Hiring is an area which is usually given a lot of lip service but neglected in practice. Especially in a startup, where there is a shortage of workforce, hiring at all levels has a profound impact on the future of the organization. When compared to a big organization, the value proposition of a startup to its employees is concerning speed, freedom, and responsibility. But, when it comes to hiring, startups adopt the cookie cutter hiring strategy of big companies.
The regular interview process is biased toward extroverts and people who can speak well. In my opinion and observation, this does not correlate to someone who is good at what she does. I have been observing this since my college days. During campus placements, flamboyant and boisterous students made their way into companies while the quiet ones who were good at studies and who could get along with others were often overlooked. The same thing happens to a lesser extent with the regular interview process too.
Taleb says the following of doers.
For those who do things, it is harder to talk about what they do. Reality doesn’t care about talk. It is full of pauses and hesitations. Clear, non-hesitant speech is the domain of non-doers.
Interviewing is an intimidating experience, and not a lot of people excel in this, especially people who are good at what they do. Also, the kind of questions that are asked during an interview has hardly any resemblance to the day to day work. I have written about this before too. A big step in this direction is to craft an interview process that mimics your organization’s day to day tasks. The best way to do this is to have an assignment based interview process. You can create assignments that resemble tasks that you do on a daily basis and ask candidates to work their way through this. An approach of this sort takes the whole adversarial, and interrogative tone out of interviews and makes it an enjoyable experience.
An important aspect to take care while creating an interview process is to take subjectivity out of interviews. Who conducts the interview should not have a bearing on the outcome of the interview. Another thing to keep in mind is to subject all candidates of a particular level to the same questions. Following the above ensures that you are evaluating every candidate on the same yardstick. It is essential to do this to create a quantitative interview process. This sort of standardization also helps in creating a checklist of what you expect in answers to questions. If you have these covered, anyone can take anyone’s interview and evaluate candidates. Is it not ironic that startups claim to be data-driven, but when it comes to interviews, the whole data-driven approach takes a corner seat.
An example interview template would be to have an assignment that closely resembles a task related to work. Try to keep the assignment practical yet straightforward. A good candidate should not take more than 3 to 4 hours to complete the assignment. On submission; evaluate the assignment on code quality, conventions, comments, instructions to run, test cases, boundary condition handling, error handling, and documentation. Post that, have a phone screen with a bunch of questions that mostly have a one-word answer. Make this as practical and broad as possible. Try to touch all aspects of work from data structure choices to computational complexity to databases, web servers, etc. The idea here is that if someone is good at what they do, they should be able to answer these without any preparation. Then invite the candidate for face to face round where you ask the candidate to expand on the take-home assignment. Add a bit more complexity and see how the candidate fares. Finish off the entire process with a design round. I have presented a very rough template, tweak it, add more rounds and improvise to fit your needs; every organization is different.

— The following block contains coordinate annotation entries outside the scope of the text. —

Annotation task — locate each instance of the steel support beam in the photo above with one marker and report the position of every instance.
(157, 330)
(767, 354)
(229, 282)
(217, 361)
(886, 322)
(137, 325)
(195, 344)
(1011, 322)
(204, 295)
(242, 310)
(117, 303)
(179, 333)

Along with all the above, soft skills are critical. The sad fact is a lot of people do not know how to conduct interviews. I have heard of instances where interviewers were rude and outright obnoxious, not punctual, candidates not kept informed in advance of the interview schedule, candidates not being adequately attended during the face to face rounds, etc. All these play a significant role in shaping the image of the organization in the candidate’s mind.
In the talent market, big companies, as well as startups, are competing for the same piece of the pie. By adopting a hiring process similar to big companies, startups are not going to get an ace up their shoulder. What startups should be focussing on is coming up with a flexible hiring process that is unique to their organization. It is not easy to execute this in a big corporation but very much doable in a startup. Starting from how you engage with a candidate for the first time to the interview to the offer rollout process, everything is ripe for disruption. Differentiate yourself from others. An interview is a big opportunity for you to make a mark on the candidate, seize it right there.